There has been much comment in the news recently about the inability of young people to get on the housing ladder. A report by housing charity Shelter earlier this year found only 43 potentially suitable homes in London currently available that would be ‘affordable’ for the typical young family buying their first property. Affordability was calculated using an estimate of the average earnings of families in the area and the amount they could borrow based on that income. In a further blow to young peoples’ prospects, accountancy firm PwC recently predicted that more than half of the under-40’s would be renting homes from private landlords in the UK in 10 years’ time.
In response, the government have announced an expansion to their Help to Buy Scheme with the introduction of the Help to Buy ISA.. Designed to help first time buyers save for their deposits, the ISA gives people the opportunity to access up to £3,000 of government funds towards their first home.

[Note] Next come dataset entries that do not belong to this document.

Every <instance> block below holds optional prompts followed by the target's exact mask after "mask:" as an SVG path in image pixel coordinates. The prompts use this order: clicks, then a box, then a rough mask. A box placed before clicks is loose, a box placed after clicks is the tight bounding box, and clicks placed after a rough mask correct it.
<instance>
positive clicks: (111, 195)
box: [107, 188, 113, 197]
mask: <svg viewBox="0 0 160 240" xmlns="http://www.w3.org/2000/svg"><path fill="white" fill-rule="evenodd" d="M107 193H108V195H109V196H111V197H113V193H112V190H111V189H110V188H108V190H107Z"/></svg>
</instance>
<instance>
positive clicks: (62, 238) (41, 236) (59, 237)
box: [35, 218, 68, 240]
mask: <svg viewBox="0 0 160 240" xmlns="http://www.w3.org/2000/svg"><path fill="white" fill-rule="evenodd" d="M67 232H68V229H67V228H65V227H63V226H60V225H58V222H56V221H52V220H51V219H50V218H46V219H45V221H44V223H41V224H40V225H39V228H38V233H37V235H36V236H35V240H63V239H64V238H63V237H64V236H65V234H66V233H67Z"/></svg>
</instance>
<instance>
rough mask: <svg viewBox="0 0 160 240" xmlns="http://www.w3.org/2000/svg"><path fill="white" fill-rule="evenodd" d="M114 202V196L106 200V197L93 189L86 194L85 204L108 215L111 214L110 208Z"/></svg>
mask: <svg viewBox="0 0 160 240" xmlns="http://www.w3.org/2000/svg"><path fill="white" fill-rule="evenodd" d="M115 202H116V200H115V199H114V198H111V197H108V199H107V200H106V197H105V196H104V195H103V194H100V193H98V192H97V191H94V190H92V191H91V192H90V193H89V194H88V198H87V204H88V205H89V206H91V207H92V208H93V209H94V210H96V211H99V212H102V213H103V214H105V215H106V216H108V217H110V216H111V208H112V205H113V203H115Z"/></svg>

The scheme is due to start in December 2015 and most of the major banks and building societies have signed up to the scheme.
The government will contribute £50 for every £200 saved. You can make the initial £1000 deposit when you open the account in addition to making monthly savings. You can save no more than £200 per month, although there is no minimum monthly deposit.
Once savers are ready to purchase their first home, they withdraw their savings and receive their government bonus equating to 25% of the total balance. The bonus is capped at £3,000 so there will be no bonus awarded on any savings of more than £12,000. The bonus is paid in the form of a voucher, which will be sent directly to your mortgage lender.
The bonus can only be used towards a first home in the UK with a purchase value up to £450,000 in London and up to £250,000 in the rest of the UK. The Help to Buy ISA can be used to save towards both new builds and already occupied houses.
The accounts are per person rather than per home, so couples or friends buying together can each receive a bonus. Thus a couple each saving £200 per month to a total of £12,000 each will each receive a £3,000 bonus – a total deposit of £30,000.
Accounts will be available to first time buyers aged 16 and over, and new accounts will be available to the public for four years after they launch in December – but there is no limit on how long you can continue to save once you’ve opened an account.
Help to buy ISAs will be available through banks and building societies, which will each set their own interest rates as they do with regular cash ISAs. This means savers will earn interest on their savings as well as getting their bonus.
Savers will not be restricted to using the governments Help to Buy mortgages, but can apply for any residential mortgage deal they like.
It remains to be seen whether the Introduction of the Help to Buy ISA will have any significant effect, but it will undoubtedly help a few young people own their own homes.